The bonds, in addition to an $845 million credit facility, are being led by Barclays Capital Inc., Bank of America Merrill Lynch and BMO Capital Markets Corp.

Proceeds from ACCO's credit facility will be used to fund its merger MeadWestvaco's office supplies business, repay ACCO's 10 5/8% senior secured notes and for working capital.

Under the agreement, MeadWestvaco will establish a separate entity to hold the consumer & office products business, the shares of which will be distributed to MeadWestvaco shareholders in a tax-free transaction in return for a $460 million dividend. Immediately after the spin-off and distribution, the newly formed company will merge with ACCO.

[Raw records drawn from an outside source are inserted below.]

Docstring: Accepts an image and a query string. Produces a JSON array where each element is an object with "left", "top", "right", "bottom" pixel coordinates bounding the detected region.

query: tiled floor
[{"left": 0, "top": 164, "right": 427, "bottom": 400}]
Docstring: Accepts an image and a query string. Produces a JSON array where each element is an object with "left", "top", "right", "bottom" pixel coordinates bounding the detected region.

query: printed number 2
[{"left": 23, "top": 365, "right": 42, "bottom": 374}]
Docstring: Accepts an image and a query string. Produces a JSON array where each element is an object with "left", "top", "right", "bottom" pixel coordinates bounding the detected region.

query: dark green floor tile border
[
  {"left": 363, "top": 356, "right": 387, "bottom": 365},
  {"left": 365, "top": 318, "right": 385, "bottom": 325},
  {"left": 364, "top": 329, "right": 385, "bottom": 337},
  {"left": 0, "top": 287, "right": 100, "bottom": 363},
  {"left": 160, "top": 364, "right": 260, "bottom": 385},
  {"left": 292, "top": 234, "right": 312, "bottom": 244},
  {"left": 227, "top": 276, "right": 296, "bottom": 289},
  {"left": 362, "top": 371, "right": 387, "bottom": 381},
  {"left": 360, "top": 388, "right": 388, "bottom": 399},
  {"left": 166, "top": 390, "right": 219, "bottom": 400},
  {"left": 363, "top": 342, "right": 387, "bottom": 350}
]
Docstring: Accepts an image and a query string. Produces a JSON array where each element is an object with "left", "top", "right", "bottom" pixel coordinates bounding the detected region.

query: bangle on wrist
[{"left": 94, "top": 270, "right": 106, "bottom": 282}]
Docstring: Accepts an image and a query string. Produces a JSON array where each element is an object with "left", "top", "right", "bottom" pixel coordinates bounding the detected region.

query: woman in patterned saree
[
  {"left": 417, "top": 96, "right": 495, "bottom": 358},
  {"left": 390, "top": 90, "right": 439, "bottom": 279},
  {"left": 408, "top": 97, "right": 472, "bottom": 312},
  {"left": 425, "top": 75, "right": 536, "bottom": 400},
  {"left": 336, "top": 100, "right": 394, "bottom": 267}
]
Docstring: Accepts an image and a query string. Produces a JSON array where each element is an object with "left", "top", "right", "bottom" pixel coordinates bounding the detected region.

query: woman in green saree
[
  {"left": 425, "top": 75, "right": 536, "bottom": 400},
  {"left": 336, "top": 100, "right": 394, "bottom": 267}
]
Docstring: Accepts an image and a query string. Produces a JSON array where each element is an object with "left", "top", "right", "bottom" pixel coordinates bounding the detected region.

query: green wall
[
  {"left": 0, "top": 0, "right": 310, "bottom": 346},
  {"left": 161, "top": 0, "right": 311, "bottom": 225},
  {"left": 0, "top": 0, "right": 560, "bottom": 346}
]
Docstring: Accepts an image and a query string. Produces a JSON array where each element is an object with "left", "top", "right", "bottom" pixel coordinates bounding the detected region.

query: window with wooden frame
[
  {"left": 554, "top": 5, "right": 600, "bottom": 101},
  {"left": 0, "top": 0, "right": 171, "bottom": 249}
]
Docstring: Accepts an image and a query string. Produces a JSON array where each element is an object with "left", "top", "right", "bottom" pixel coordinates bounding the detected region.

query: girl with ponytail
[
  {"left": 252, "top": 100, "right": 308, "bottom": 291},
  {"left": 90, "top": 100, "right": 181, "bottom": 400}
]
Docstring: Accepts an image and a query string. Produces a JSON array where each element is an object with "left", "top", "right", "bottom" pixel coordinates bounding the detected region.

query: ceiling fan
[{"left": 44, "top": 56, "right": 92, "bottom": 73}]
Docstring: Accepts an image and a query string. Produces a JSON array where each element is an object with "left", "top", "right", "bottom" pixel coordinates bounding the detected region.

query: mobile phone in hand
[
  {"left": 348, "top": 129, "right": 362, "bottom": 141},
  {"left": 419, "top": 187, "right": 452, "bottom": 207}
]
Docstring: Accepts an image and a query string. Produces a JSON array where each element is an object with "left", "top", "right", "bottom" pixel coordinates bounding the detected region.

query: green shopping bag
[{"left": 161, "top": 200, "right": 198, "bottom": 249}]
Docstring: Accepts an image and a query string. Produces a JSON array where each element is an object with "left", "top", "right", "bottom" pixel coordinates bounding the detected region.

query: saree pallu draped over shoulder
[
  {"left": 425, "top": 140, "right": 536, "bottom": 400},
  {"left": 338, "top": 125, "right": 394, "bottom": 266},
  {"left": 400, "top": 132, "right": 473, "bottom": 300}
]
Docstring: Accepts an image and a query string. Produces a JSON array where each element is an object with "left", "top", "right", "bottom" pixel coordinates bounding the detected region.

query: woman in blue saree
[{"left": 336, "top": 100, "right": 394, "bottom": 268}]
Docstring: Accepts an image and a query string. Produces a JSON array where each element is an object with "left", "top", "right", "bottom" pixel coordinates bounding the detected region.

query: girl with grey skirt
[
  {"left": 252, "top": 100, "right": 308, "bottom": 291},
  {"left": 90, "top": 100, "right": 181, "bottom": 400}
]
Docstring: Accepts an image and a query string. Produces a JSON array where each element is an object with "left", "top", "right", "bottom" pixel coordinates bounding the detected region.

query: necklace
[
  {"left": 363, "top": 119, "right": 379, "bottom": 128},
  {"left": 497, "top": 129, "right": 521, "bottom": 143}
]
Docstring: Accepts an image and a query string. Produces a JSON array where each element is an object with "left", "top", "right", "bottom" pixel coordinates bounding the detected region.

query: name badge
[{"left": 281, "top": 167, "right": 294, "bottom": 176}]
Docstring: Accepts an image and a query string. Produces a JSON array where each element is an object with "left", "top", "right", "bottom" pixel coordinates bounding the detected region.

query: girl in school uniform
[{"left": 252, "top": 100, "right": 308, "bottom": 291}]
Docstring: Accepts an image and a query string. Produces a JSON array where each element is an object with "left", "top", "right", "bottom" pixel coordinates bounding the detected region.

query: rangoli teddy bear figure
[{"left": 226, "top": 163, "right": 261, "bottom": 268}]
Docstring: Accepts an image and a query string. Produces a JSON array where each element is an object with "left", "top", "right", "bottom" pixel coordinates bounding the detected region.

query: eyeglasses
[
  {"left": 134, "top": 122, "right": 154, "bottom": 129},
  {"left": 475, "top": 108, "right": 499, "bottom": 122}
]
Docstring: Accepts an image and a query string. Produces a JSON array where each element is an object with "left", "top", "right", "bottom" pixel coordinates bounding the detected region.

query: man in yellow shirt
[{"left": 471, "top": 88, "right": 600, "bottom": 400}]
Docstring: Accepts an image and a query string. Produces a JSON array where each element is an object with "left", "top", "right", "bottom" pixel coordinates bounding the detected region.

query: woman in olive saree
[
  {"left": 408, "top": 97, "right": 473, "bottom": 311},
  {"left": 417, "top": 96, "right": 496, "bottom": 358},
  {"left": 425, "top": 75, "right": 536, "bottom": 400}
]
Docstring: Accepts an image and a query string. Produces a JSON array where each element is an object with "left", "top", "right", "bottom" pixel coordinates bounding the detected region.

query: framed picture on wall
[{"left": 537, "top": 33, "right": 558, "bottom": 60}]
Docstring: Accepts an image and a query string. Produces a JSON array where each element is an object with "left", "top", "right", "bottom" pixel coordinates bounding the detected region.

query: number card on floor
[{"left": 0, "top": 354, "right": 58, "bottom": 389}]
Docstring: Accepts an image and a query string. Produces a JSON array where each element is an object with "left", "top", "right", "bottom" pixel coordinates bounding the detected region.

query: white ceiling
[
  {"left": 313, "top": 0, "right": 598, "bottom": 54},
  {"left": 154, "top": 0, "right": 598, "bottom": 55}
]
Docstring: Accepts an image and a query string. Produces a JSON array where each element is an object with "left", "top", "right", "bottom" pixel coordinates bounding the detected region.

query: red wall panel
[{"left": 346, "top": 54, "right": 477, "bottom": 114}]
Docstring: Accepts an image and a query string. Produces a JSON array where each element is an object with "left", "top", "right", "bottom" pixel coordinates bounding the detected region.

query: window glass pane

The merger is valued at roughly $860 million, and at completion, MeadWestvaco shareholders will own 50.5% of the combined company.

Closing on the transaction is expected in the first half of this year, subject to approval by ACCO shareholders and the satisfaction of customary closing conditions and regulatory approvals, including a ruling from the U.S. Internal Revenue Service on the tax-free nature of the transaction.

ACCO is a Lincolnshire, Ill.-based office supply manufacturer.